I could easily share a dozen more stories, but these are recent, visceral, and things I was directly invovled with.
🔗 Predictions
I have a bunch of predictions. I am not generally a predictor but I think that they show my perspective and will help show how everything is going.
Today the internet is dominated by giant websites: Facebook and twitter (X) spring to mind. I am hopeful that because you can vibe up some little thing in a few hours there will actually be more competition; you don’t need to pay engineers salaries the way you do for something like Facebook, so maybe we’ll have more weird small stuff. It’ll be buggier, but that’s fine, we shouldn’t expect perfection anyway.

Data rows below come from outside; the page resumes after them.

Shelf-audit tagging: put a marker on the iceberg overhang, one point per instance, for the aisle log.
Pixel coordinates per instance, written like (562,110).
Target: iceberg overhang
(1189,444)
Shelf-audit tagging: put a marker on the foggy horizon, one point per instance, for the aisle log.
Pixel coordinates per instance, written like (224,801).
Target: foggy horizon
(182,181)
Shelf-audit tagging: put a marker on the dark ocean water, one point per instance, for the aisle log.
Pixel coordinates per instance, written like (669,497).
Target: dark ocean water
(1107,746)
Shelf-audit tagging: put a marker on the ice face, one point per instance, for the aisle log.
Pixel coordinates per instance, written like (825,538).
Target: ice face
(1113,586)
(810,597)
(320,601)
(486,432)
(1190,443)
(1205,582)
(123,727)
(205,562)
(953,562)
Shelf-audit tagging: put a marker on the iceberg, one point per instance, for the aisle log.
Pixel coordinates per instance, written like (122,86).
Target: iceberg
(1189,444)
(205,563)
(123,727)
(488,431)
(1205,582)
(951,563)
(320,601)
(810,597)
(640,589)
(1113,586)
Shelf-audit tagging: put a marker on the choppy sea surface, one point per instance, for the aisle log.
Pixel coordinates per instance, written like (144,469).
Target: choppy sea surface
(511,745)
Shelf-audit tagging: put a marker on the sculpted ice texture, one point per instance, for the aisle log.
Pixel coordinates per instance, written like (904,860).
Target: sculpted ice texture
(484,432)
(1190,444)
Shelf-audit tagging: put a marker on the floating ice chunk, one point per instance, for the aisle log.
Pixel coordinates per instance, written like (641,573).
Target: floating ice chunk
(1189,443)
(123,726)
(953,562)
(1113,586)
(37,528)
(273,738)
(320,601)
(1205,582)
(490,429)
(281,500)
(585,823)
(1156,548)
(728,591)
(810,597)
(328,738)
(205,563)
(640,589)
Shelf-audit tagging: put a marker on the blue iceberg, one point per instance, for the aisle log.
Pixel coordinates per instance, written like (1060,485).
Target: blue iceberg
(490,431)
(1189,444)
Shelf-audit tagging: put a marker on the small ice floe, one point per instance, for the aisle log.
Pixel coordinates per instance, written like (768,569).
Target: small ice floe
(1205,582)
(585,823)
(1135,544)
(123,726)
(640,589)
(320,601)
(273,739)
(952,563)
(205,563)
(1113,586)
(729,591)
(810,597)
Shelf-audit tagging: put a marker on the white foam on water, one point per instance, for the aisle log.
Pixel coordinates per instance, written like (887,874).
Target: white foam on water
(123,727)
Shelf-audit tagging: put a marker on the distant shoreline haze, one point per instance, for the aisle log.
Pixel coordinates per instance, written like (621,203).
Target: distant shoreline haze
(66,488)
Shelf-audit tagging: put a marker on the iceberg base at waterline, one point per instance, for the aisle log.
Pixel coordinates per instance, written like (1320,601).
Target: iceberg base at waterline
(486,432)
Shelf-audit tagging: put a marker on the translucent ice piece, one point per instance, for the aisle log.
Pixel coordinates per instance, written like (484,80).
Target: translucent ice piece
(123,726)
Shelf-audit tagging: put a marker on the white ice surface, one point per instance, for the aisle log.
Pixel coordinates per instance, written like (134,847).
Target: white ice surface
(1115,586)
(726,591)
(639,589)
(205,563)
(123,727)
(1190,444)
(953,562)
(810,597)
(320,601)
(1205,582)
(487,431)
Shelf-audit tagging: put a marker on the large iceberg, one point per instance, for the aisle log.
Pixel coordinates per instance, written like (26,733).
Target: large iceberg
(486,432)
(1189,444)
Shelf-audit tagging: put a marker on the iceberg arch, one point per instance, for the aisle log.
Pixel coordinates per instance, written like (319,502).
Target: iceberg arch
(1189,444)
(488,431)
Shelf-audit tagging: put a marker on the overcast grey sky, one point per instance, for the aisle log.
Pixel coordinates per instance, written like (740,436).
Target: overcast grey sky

A lot of people are worried there won’t be software engineer (or even white collar) jobs. I think that’s false and that there will be plenty of jobs, but I do think that the next 2-7 years will be messy and there will be a lot of people who have trouble keeping up.
A friend recently mentioned that foundations are the most important thing. I disagree. I think the lowest levels are now the least valuable, and that AI basically solves the “small stuff.”
Design is still worthwhile, at least currently. I think it will be for at least a year but I wouldn’t be surprised if in 5 years the level of design I do now is considered a waste of time. Basically I’ll have Claude generate a design and go over it with a fine toothed comb. I’ll have Claude update the design until I am satisified, and then I’ll have Claude generate each little piece of the design while I have lunch or whatever. I love this, it’s cathartic, but it feels like the design version of coding by hand. My intuition is that it won’t last.
Implicit in the design info above is that breaking systems down into smaller pieces is still valuable; I think that will last a long time, and in fact it’s a mere part of what much of our jobs will include in the future: risk mitigation. I’m less worried about AI generating bugs (engineers did that just fine since 1970.) I am more concerned about finding ways for the risk to be limited. This is not new, but engineers have been casual about this in the past by using that terrible process of “being careful.” We’ll need to be more grownup about this going forward. Obvious tactics will include tests, type systems, interfaces and decomposition. I am skeptical manual code review will survive.
In the past ideas were basically worthless; ideas now have real value, especially to an engineer who can build them in a couple of hours.
Strategy is still very valuable; simply building a ton of stuff won’t be as effective as building things that strategically interlock and provide multiplicitave value.
Current pricing for frontier LLM usage (Claude, OpenAI) range from $20/mo (teaser rate) to $200/mo. My understanding is that the usage price for the same amount of tokens is about 10x this, so up to $2k/mo. Companies won’t bat an eye at paying this price, but I think free models and a free harness will allow pretty good LLM usage at the cost of your own electric bill. My hunch is that someone makes an acceptable harness for Qwen 2.5 or similar before EOY and it’s good enough for students and weirdos (I saw this as a recovering weirdo.)
This post is too long, but since I started it major things (eg) have already started happening, and I’d rather get this out and write followups.